Soziologie ist ein sehr interessantes Studienfach. Die Einsatzmöglichkeiten sind vielfältig und spannend. Aber viele Studierende (und Eltern) haben die Befürchtung, nach einem solchen Studium stünde die Arbeitslosigkeit.

An der Hochschule Hof geht man daher jetzt einen ganz neuen Weg. Die Suche nach einem potenziellen Arbeitgeber steht nicht nach dem Studium, sondern bereits vor dem Studium an. Mit einem Ausbildungs- oder Werksstudierenden-Vertrag in der Tasche beginnt das praxisorientierte Studium der Wirtschafts- und Organisationssoziologie.

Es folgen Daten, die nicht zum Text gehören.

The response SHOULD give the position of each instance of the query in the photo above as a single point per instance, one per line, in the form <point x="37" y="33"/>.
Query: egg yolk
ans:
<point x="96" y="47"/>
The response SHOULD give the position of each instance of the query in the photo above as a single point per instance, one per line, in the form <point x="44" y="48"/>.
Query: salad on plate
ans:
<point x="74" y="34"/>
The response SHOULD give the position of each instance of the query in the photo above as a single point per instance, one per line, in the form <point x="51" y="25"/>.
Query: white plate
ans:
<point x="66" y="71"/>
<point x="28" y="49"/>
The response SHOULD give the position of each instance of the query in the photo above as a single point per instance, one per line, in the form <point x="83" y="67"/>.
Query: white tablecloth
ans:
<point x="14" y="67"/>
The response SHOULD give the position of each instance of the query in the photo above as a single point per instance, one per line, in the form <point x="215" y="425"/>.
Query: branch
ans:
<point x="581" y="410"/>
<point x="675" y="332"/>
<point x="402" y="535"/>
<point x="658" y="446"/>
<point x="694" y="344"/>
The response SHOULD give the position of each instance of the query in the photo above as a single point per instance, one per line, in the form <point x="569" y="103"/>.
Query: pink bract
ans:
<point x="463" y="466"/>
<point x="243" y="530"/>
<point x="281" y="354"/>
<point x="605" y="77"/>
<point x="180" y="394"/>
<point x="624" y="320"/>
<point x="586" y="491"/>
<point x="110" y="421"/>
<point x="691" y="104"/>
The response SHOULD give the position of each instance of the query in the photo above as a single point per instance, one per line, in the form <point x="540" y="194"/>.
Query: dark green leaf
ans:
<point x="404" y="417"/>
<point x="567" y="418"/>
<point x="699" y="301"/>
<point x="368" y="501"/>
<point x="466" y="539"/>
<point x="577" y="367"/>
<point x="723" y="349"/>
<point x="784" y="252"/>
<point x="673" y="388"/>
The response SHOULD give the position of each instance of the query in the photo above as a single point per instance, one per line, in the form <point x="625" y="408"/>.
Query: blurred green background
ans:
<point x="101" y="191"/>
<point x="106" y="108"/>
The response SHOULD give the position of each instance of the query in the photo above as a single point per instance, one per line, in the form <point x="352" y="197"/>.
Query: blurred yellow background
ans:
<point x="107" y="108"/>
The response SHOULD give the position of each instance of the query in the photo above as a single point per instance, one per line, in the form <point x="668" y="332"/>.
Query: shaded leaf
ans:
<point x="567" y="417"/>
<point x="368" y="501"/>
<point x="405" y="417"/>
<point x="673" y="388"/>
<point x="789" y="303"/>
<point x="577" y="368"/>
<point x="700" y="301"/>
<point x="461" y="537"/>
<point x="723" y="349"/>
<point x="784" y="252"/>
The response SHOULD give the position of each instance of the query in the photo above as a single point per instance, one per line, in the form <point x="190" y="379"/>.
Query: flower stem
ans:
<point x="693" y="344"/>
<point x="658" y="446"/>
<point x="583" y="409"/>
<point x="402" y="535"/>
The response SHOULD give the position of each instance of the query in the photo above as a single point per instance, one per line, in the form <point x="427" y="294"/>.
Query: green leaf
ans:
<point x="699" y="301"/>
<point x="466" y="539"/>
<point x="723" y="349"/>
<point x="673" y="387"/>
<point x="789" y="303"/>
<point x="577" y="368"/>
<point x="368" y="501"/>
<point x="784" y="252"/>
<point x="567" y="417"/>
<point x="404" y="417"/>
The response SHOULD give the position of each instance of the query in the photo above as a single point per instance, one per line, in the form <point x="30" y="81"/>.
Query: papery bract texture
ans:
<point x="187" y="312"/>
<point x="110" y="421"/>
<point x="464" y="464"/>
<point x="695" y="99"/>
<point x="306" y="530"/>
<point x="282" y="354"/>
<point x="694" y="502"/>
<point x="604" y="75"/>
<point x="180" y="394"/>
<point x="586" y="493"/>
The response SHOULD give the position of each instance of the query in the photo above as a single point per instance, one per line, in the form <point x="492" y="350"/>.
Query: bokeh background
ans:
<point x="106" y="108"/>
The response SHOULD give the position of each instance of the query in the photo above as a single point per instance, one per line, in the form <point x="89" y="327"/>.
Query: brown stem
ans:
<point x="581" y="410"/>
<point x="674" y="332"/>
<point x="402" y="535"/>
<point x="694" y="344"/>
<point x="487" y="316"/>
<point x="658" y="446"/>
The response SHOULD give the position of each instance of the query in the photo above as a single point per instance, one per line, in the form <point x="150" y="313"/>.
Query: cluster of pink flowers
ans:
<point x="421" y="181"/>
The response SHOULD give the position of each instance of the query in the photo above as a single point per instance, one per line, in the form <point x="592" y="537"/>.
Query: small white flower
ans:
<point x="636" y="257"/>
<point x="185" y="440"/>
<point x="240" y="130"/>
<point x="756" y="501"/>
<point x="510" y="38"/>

Wieso studierst du auf diese Weise Soziologie? Wie kamst du auf die Idee?

Das hat zwei Gründe. Zum einen natürlich das Finanzielle, weil ich hierher umgezogen bin, um zu studieren. Ich hatte neben der Schule immer in Nebenjobs gearbeitet und darauf hatte ich keine Lust mehr. Ich habe gekellnert oder Sachen ausgeliefert und das wollte ich nicht mehr machen. Zum anderen ist es halt schon cool, dass du das, was du lernst, nicht erst in 3,5 Jahren anwenden kannst, sondern schon vorher in die Arbeit einzustreuen, das ist schon besser, als nur einfach so zu studieren.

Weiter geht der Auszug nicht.